À l’entrée de d’Artagnan, Fouquet avait, de son côté, levé la tête, et aucun des mouvements de d’Artagnan ne lui avait échappé.

Puis les regards des deux hommes se rencontrèrent; tous deux virent qu’ils s’étaient compris sans avoir échangé une parole.

– Eh bien! demanda, le premier, Fouquet, et M. d’Herblay?

– Ma foi! monseigneur, répondit d’Artagnan, il faut que M. d’Herblay aime les promenades nocturnes et fasse, au clair de la lune, dans le parc de Vaux, des vers avec quelques-uns de vos poètes, mais il n’était pas chez lui.

– Comment! pas chez lui? s’écria Fouquet, à qui échappait sa dernière espérance, car, sans qu’il se rendît compte de quelle façon l’évêque de Vannes pouvait le secourir, il comprenait qu’en réalité il ne pouvait attendre de secours que de lui.

– Ou bien, s’il est chez lui, continua d’Artagnan, il a eu des raisons pour ne pas répondre.

– Mais vous n’avez donc pas appelé de façon qu’il entendît, monsieur?

– Vous ne supposez pas, monseigneur, que, déjà en dehors de mes ordres, qui me défendaient de vous quitter un seul instant, vous ne supposez pas que j’aie été assez fou pour réveiller toute la maison et me faire voir dans le corridor de l’évêque de Vannes, afin de bien faire constater par M. Colbert que je vous donnais le temps de brûler vos papiers?

– Mes papiers?

– Sans doute; c’est du moins ce que j’eusse fait à votre place. Quand on m’ouvre une porte, j’en profite.

– Eh bien! oui, merci, j’en ai profité.

– Et vous avez bien fait, morbleu! Chacun a ses petits secrets qui ne regardent pas les autres.
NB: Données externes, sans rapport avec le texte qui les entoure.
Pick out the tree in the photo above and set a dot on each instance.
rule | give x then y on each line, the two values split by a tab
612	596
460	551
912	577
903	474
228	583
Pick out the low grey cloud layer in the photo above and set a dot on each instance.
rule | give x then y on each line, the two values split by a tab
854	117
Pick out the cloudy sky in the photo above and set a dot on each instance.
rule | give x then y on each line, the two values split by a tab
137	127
Mais revenons à Aramis, monseigneur.

– Eh bien! je vous dis, vous aurez appelé trop bas, et il n’aura pas entendu.

– Si bas qu’on appelle Aramis, monseigneur, Aramis entend toujours quand il a intérêt à entendre. Je répète donc ma phrase: Aramis n’était pas chez lui, monseigneur, ou Aramis a eu, pour ne pas reconnaître ma voix, des motifs que j’ignore et que vous ignorez peut-être vous-même, tout votre homme-lige qu’est Sa Grandeur Mgr l’évêque de Vannes.

Fouquet poussa un soupir, se leva, fit trois ou quatre pas dans la chambre, et finit par aller s’asseoir, avec une expression de profond abattement, sur son magnifique lit de velours, tout garni de splendides dentelles.
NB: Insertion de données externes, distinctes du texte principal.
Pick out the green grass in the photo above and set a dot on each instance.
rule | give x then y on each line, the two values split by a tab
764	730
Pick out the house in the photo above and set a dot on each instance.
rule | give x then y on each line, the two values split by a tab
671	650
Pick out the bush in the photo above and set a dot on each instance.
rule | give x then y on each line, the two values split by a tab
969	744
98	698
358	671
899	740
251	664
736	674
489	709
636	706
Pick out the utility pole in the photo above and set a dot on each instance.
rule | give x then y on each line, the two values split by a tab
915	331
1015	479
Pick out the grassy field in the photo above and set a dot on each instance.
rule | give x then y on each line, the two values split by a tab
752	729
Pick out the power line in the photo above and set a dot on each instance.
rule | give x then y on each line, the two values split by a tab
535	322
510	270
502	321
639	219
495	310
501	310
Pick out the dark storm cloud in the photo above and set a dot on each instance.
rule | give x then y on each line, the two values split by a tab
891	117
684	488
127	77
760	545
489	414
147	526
D’Artagnan regarda Fouquet avec un sentiment de profonde pitié.

– J’ai vu arrêter bien des gens dans ma vie, dit le mousquetaire avec mélancolie, j’ai vu arrêter M. de Cinq-Mars, j’ai vu arrêter M. de Chalais. J’étais bien jeune. J’ai vu arrêter M. de Condé avec les princes, j’ai vu arrêter M. de Retz, j’ai vu arrêter M. Broussel. Tenez, monseigneur, c’est fâcheux à dire, mais celui de tous ces gens-là à qui vous ressemblez le plus en ce moment, c’est le bonhomme Broussel. Peu s’en faut que vous ne mettiez, comme lui, votre serviette dans votre portefeuille, et que vous ne vous essuyiez la bouche avec vos papiers. Mordioux! monsieur Fouquet, un homme comme vous n’a pas de ces abattements-là. Si vos amis vous voyaient!…
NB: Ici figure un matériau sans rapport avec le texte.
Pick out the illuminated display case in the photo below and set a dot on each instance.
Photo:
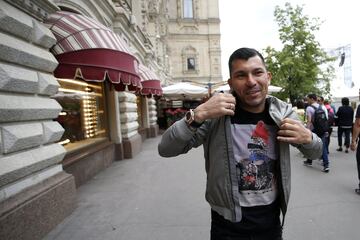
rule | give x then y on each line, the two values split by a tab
83	115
– Monsieur d’Artagnan, reprit le surintendant avec un sourire plein de tristesse, vous ne comprenez point: c’est justement parce que mes amis ne me voient pas, que je suis tel que vous me voyez, vous. Je ne vis pas tout seul, moi! je ne suis rien tout seul. Remarquez bien que j’ai employé mon existence à me faire des amis dont j’espérais me faire des soutiens. Dans la prospérité, toutes ces voix heureuses, et heureuses par moi, me faisaient un concert de louanges et d’actions de grâces. Dans la moindre défaveur, ces voix plus humbles accompagnaient harmonieusement les murmures de mon âme. L’isolement, je ne l’ai jamais connu. La pauvreté, fantôme que parfois j’ai entrevu avec ses haillons au bout de ma route! la pauvreté, c’est le spectre avec lequel plusieurs de mes amis se jouent depuis tant d’années, qu’ils poétisent, qu’ils caressent, qu’ils me font aimer! La pauvreté! mais je l’accepte, je la reconnais, je l’accueille comme une sœur déshéritée; car la pauvreté, ce n’est pas la solitude, ce n’est pas l’exil, ce n’est pas la prison! Est-ce que je serais jamais pauvre, moi, avec des amis comme Pélisson, comme La Fontaine, comme Molière? avec une maîtresse, comme… Oh! mais la solitude, à moi, homme de bruit, à moi, homme de plaisirs, à moi qui ne suis que parce que les autres sont!… Oh! Si vous saviez comme je suis seul en ce moment! et comme vous me paraissez être, vous qui me séparez de tout ce que j’aimais, l’image de la solitude, du néant et de la mort!